A Vermont Senator Becomes a Twitter Sensation

December 11, 2010

By KATIE ZEZIMA

BOSTON — “I’m not here to set any great records, or to make a spectacle,” Senator Bernard Sanders, independent of Vermont, said Friday, about a minute into his speech on the Senate floor. By the time he stopped talking, nearly nine hours later, Mr. Sanders was an ascendant, if unlikely, Internet star.
Mr. Sanders’s monologue, a marathon riff against the Obama administration’s plan to continue the tax policies of George W. Bush, stirred Twitter users to a roar over the course of eight-plus hours, putting his name atop the social network’s “trending topics” by Friday night. It garnered even more attention than when he was elected to the Senate in 2006 and was considered the first senator ever to identify himself as a socialist.

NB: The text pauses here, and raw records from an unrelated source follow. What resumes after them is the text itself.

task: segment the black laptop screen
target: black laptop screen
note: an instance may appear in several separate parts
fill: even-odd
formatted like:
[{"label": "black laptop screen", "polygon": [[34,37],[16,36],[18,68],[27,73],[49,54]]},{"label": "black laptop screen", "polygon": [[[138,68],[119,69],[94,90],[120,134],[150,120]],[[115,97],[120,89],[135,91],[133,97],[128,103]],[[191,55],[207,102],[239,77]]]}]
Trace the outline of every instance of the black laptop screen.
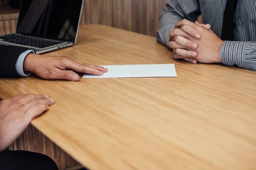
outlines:
[{"label": "black laptop screen", "polygon": [[22,0],[17,33],[74,42],[83,0]]}]

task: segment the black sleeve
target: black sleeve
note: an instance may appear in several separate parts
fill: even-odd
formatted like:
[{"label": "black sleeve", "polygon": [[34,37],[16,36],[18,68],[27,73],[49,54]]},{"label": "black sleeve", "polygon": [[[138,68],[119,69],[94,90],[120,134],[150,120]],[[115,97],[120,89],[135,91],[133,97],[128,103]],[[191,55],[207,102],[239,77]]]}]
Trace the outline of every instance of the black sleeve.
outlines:
[{"label": "black sleeve", "polygon": [[15,65],[20,55],[30,49],[0,45],[0,77],[19,77]]}]

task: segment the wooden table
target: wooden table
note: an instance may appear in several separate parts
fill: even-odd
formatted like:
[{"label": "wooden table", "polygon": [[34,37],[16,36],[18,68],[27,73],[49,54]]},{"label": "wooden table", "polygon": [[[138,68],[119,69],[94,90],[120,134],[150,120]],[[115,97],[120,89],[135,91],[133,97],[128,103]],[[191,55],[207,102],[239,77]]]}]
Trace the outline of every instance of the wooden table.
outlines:
[{"label": "wooden table", "polygon": [[83,165],[256,169],[256,72],[175,61],[154,37],[97,25],[81,27],[74,47],[47,55],[99,65],[175,65],[177,78],[0,80],[3,98],[55,100],[32,125]]}]

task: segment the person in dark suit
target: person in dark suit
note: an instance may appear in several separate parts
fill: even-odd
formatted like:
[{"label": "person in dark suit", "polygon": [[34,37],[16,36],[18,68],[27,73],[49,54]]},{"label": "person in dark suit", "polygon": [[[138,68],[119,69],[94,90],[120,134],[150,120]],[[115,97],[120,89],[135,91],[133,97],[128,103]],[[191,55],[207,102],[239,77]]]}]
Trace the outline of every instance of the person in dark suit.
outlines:
[{"label": "person in dark suit", "polygon": [[[73,71],[101,75],[108,69],[67,57],[44,56],[36,54],[33,50],[0,45],[0,77],[27,76],[34,73],[45,79],[79,81],[79,76]],[[0,169],[58,169],[47,156],[8,149],[31,120],[48,110],[54,103],[46,95],[20,94],[0,99]]]}]

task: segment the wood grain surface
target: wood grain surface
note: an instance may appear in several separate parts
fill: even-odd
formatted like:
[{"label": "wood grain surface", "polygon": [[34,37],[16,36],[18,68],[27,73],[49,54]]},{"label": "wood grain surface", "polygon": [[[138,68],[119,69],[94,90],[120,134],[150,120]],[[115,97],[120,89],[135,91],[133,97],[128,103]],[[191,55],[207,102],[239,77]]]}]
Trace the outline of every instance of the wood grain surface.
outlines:
[{"label": "wood grain surface", "polygon": [[104,24],[155,37],[167,0],[85,0],[82,23]]},{"label": "wood grain surface", "polygon": [[[0,95],[2,94],[0,93]],[[9,147],[10,150],[25,150],[41,153],[54,160],[59,170],[65,170],[79,164],[32,125],[29,125]],[[14,160],[14,161],[15,160]]]},{"label": "wood grain surface", "polygon": [[[81,27],[73,47],[47,54],[99,65],[175,63],[177,78],[0,80],[6,98],[55,100],[32,125],[96,170],[253,170],[256,72],[172,59],[155,38]],[[82,74],[81,74],[81,76]]]}]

“I was a little bit nervous having never done this before,” Mr. Sanders, 69, said Saturday in a telephone interview from Burlington, Vt. “I was afraid that after two or three hours I’d have nothing more to say or I’d be tired or have to go to the bathroom. But I was pleased. It was very strange walking on there when the longest speech you’ve ever given in your life is an hour and a half.”
His legs were cramping during the speech, he said, so he jumped up and down for relief. His voice grew raspier by the hour. Toward the end, he was clutching the lectern with both hands, and it looked as if he might fall if he let go. His son Levi Sanders, watching from Boston and certain his father was hungry, considered having pizza delivered to the Senate floor.

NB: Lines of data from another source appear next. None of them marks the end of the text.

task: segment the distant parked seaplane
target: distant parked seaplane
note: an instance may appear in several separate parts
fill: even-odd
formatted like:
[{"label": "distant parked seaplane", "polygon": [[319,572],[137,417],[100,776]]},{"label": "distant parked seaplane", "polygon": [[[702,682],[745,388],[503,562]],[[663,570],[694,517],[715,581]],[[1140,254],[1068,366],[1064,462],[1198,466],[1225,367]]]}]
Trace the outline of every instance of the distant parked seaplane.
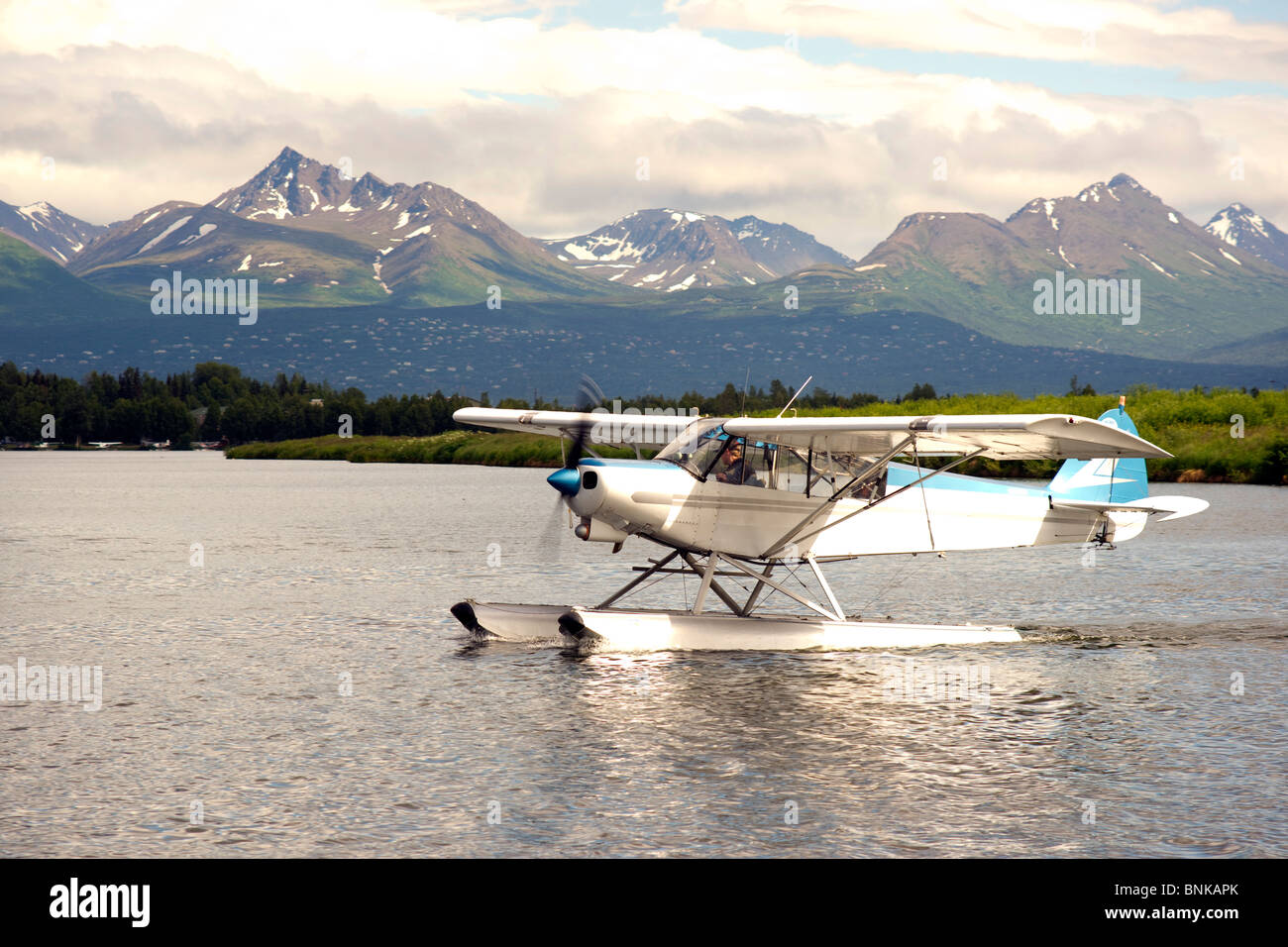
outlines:
[{"label": "distant parked seaplane", "polygon": [[[1096,420],[782,412],[692,419],[462,408],[453,415],[462,424],[569,438],[565,465],[547,481],[578,519],[577,537],[609,544],[614,553],[634,537],[663,554],[636,566],[640,575],[592,607],[468,599],[452,615],[484,638],[560,638],[614,651],[1018,642],[1019,633],[1006,625],[851,618],[820,564],[896,553],[1110,546],[1139,536],[1150,517],[1204,510],[1204,500],[1149,496],[1145,460],[1171,455],[1137,435],[1124,405],[1119,399]],[[581,456],[583,447],[594,454],[592,443],[635,447],[636,459]],[[653,459],[640,457],[641,448],[658,447]],[[940,464],[927,468],[926,457]],[[1041,488],[952,473],[975,457],[1064,464]],[[647,580],[675,576],[697,580],[687,609],[616,607]],[[784,599],[804,613],[766,611],[768,602]],[[726,613],[708,612],[715,603]]]}]

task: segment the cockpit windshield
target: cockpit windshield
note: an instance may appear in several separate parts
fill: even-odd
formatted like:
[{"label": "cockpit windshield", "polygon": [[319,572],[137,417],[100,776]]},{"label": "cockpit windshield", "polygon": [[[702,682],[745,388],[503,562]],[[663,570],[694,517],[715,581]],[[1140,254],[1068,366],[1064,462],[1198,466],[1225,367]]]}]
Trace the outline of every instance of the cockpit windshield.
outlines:
[{"label": "cockpit windshield", "polygon": [[[702,479],[744,487],[787,490],[805,496],[828,496],[844,490],[859,500],[885,495],[886,468],[863,474],[876,457],[815,454],[793,447],[730,437],[728,417],[699,417],[657,455]],[[855,477],[863,477],[862,483]]]},{"label": "cockpit windshield", "polygon": [[657,455],[657,460],[679,464],[694,477],[702,478],[719,456],[729,435],[724,433],[728,417],[699,417],[685,428],[675,441]]}]

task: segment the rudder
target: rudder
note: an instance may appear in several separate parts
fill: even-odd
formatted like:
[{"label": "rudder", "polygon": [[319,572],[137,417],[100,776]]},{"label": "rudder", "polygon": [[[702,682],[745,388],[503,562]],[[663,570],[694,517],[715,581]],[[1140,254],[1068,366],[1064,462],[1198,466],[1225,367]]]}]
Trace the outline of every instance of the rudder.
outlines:
[{"label": "rudder", "polygon": [[[1109,408],[1097,421],[1136,434],[1136,424],[1123,402]],[[1069,459],[1047,486],[1052,496],[1094,502],[1132,502],[1149,496],[1144,457]]]}]

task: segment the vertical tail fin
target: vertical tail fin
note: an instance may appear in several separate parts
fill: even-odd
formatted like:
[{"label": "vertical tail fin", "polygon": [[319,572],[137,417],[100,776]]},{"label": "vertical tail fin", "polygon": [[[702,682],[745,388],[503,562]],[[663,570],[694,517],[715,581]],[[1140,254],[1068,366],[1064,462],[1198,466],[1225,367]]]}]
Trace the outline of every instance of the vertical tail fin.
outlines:
[{"label": "vertical tail fin", "polygon": [[[1126,398],[1118,407],[1096,419],[1113,424],[1128,434],[1136,433],[1136,424],[1127,414]],[[1132,502],[1149,496],[1142,457],[1104,457],[1092,460],[1066,460],[1047,490],[1065,500],[1091,500],[1095,502]]]}]

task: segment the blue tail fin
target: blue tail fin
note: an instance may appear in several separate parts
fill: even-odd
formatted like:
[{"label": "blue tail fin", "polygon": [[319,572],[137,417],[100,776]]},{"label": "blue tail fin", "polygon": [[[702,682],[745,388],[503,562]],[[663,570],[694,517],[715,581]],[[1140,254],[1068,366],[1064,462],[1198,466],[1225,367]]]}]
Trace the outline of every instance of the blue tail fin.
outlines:
[{"label": "blue tail fin", "polygon": [[[1096,420],[1113,424],[1128,434],[1136,424],[1122,405],[1105,411]],[[1103,460],[1066,460],[1047,487],[1052,496],[1094,502],[1131,502],[1149,496],[1142,457],[1105,457]]]}]

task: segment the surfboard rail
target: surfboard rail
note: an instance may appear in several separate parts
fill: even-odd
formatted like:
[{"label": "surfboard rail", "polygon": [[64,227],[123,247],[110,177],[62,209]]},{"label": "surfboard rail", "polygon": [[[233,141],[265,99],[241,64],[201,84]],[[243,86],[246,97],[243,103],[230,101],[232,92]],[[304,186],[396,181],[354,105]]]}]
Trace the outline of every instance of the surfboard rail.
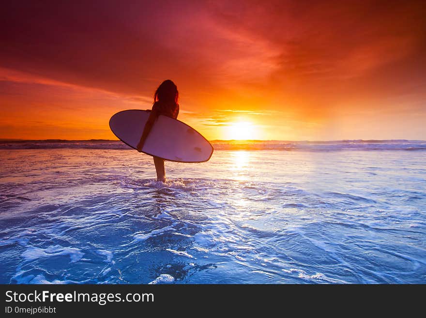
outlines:
[{"label": "surfboard rail", "polygon": [[[147,113],[149,113],[151,112],[151,110],[150,109],[143,110],[143,109],[125,109],[125,110],[121,110],[117,113],[116,113],[115,114],[113,115],[111,117],[111,118],[109,119],[109,128],[111,129],[111,131],[114,134],[114,135],[117,138],[118,138],[118,139],[120,139],[122,142],[124,143],[124,144],[125,144],[126,145],[127,145],[129,147],[136,150],[136,145],[133,145],[131,144],[131,143],[134,143],[134,142],[132,143],[129,141],[128,138],[127,137],[128,137],[128,136],[122,136],[122,135],[120,136],[122,134],[121,134],[120,133],[120,132],[118,132],[116,131],[117,130],[117,129],[116,129],[117,127],[114,127],[115,125],[113,123],[114,120],[115,119],[121,116],[121,114],[122,114],[125,112],[126,114],[130,114],[130,113],[129,112],[145,112]],[[154,126],[155,126],[155,123],[157,123],[157,121],[158,121],[159,119],[160,118],[160,117],[162,117],[162,116],[167,119],[167,120],[166,120],[168,121],[169,120],[171,120],[172,121],[176,121],[179,122],[180,124],[183,124],[183,125],[184,125],[184,126],[186,128],[187,132],[191,132],[191,134],[193,134],[194,132],[195,132],[197,134],[196,136],[198,137],[199,136],[199,137],[202,138],[203,139],[203,142],[204,143],[203,145],[201,145],[201,146],[203,147],[203,149],[205,149],[205,147],[204,147],[205,145],[208,145],[209,146],[210,146],[210,151],[209,151],[209,154],[208,156],[206,157],[205,158],[203,158],[203,160],[198,159],[198,160],[195,160],[183,159],[182,158],[180,158],[180,157],[176,156],[176,155],[175,155],[174,158],[171,158],[171,156],[169,156],[168,157],[165,158],[164,156],[161,156],[161,155],[159,156],[159,155],[157,155],[157,154],[155,154],[155,153],[154,153],[153,152],[155,152],[155,151],[153,152],[152,151],[150,151],[149,149],[145,149],[145,148],[146,148],[145,146],[147,145],[147,142],[148,141],[149,139],[150,139],[150,136],[152,135],[152,131],[154,130]],[[134,138],[134,138],[136,138],[136,137],[137,136],[137,136],[137,139],[138,139],[138,138],[140,138],[140,136],[141,136],[142,135],[142,132],[143,132],[143,128],[145,127],[145,124],[143,123],[143,121],[140,121],[140,122],[141,122],[140,126],[138,127],[139,128],[138,130],[140,131],[140,132],[137,133],[137,132],[135,132],[134,133],[132,133],[132,135],[134,135],[132,136],[132,137]],[[137,127],[135,127],[135,129]],[[184,130],[183,129],[182,130],[183,131]],[[158,133],[158,129],[157,130],[156,132],[154,133],[154,134],[155,134],[155,133],[157,133],[157,134]],[[152,138],[151,138],[151,139],[152,139]],[[152,142],[151,143],[152,144]],[[199,145],[197,145],[194,146],[193,147],[193,149],[195,150],[196,150],[196,151],[197,151],[198,152],[202,151],[202,149],[200,147],[199,147],[199,146],[200,146]],[[156,120],[155,122],[154,123],[154,125],[153,125],[152,129],[151,132],[150,133],[150,134],[148,135],[148,136],[147,138],[147,141],[145,142],[145,145],[144,146],[143,148],[142,149],[141,152],[146,154],[148,154],[150,156],[156,156],[156,157],[159,157],[160,158],[162,158],[163,159],[164,159],[165,160],[167,160],[168,161],[173,161],[175,162],[183,162],[183,163],[198,163],[205,162],[206,161],[208,161],[210,159],[210,158],[212,157],[212,155],[213,154],[213,151],[214,151],[214,148],[213,147],[213,146],[210,143],[210,142],[203,135],[202,135],[201,134],[200,134],[198,131],[197,131],[197,130],[194,129],[193,128],[192,128],[192,127],[189,126],[189,125],[188,125],[188,124],[185,123],[185,122],[183,122],[183,121],[180,121],[178,119],[175,119],[174,118],[171,118],[170,117],[167,117],[167,116],[165,116],[163,115],[160,115],[159,116],[158,118]]]}]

Mr. Sanders was tired but has impressive stamina, his son said, something he developed as a high school cross-country runner in Brooklyn, where he competed in the 1,500-meter and mile races for James Madison High School.
“We played a lot of basketball through the years, and he kept in good shape,” his son said.

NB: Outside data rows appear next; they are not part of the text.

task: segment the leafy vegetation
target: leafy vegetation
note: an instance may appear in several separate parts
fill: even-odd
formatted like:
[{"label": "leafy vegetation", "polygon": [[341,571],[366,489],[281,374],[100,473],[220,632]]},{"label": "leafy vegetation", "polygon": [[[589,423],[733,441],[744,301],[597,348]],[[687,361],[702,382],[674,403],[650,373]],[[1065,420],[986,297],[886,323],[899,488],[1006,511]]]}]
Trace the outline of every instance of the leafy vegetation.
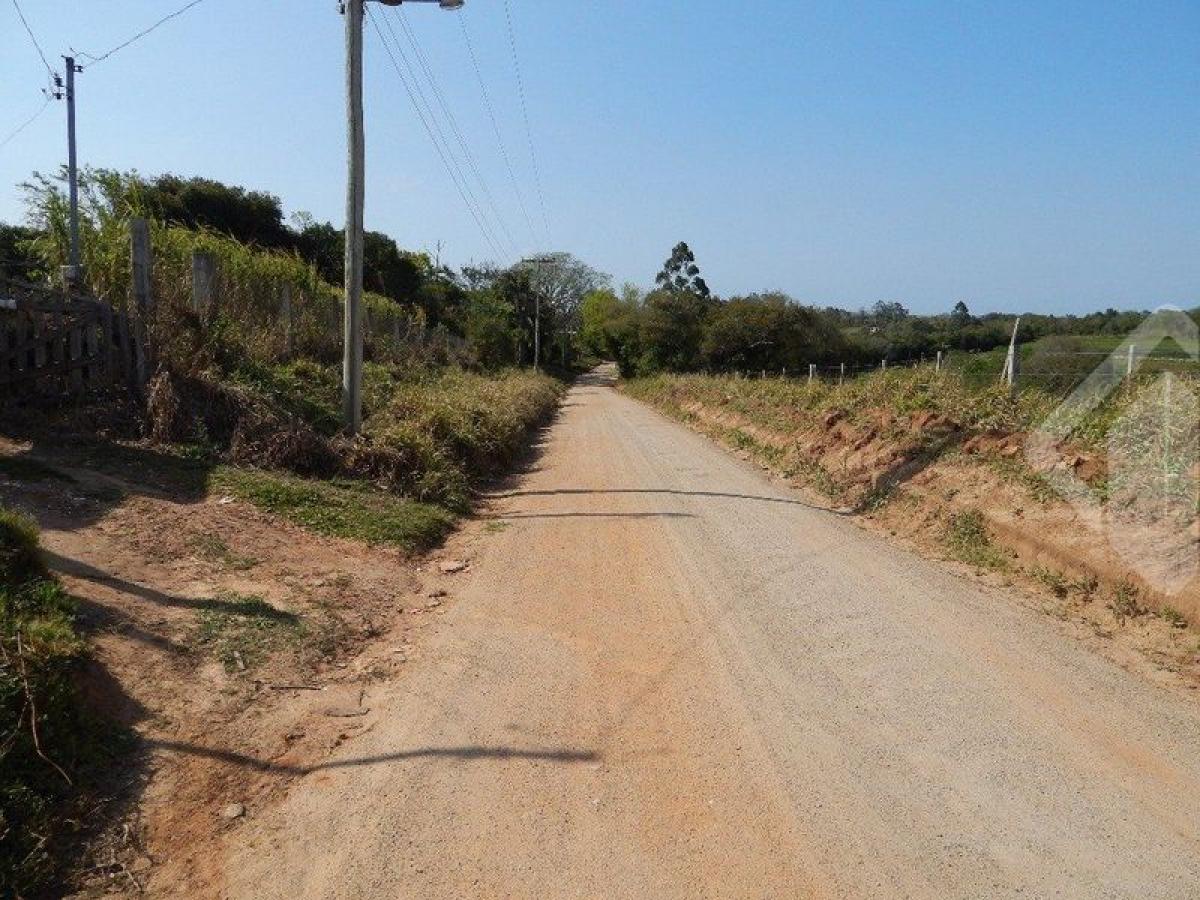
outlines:
[{"label": "leafy vegetation", "polygon": [[354,481],[312,481],[259,469],[221,467],[210,485],[318,534],[416,552],[454,528],[450,512]]},{"label": "leafy vegetation", "polygon": [[1006,569],[1008,560],[996,548],[979,510],[964,510],[950,517],[943,535],[950,554],[968,565],[980,569]]},{"label": "leafy vegetation", "polygon": [[34,522],[0,508],[0,895],[44,889],[62,860],[55,848],[108,740],[76,694],[84,653],[74,602],[46,570]]}]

Mr. Sanders’s wife, Jane O’Meara Sanders, the president of Burlington College, said that while her husband can speak for a long time about issues he is passionate about, he is not long-winded in general. “We have to draw him out,” she said.
Mr. Sanders said there was “virtually no preparation” for the speech. On Friday morning, he had a bowl of oatmeal and a cup of coffee at the Dirksen Senate Office Building, then took the Senate subway to the chamber.
Mr. Sanders and his staff went over about 10 points they wanted to make, and Mr. Sanders made sure to circle back to and home in on them in his speech. He said he had intended to talk as long as possible, but had no set limit.
Repeating himself several times throughout the speech, Mr. Sanders said he was aware that people were walking in and out of the chamber and might listen for only 10 or 15 minutes at a time.
“Could I have made it shorter if I knew everybody was watching at one time?” Mr. Sanders said. “I could have.”
There is only one thing Mr. Sanders said he would have done differently: attach the microphone to his coat so he could have walked around rather than stand in one place the entire time.
Standing in the same place about 7 p.m. Friday, Mr. Sanders finally stopped talking.
“I pretty much thought I said everything I had to say,” he noted. “There were ups and downs, but I thought it was pretty good.”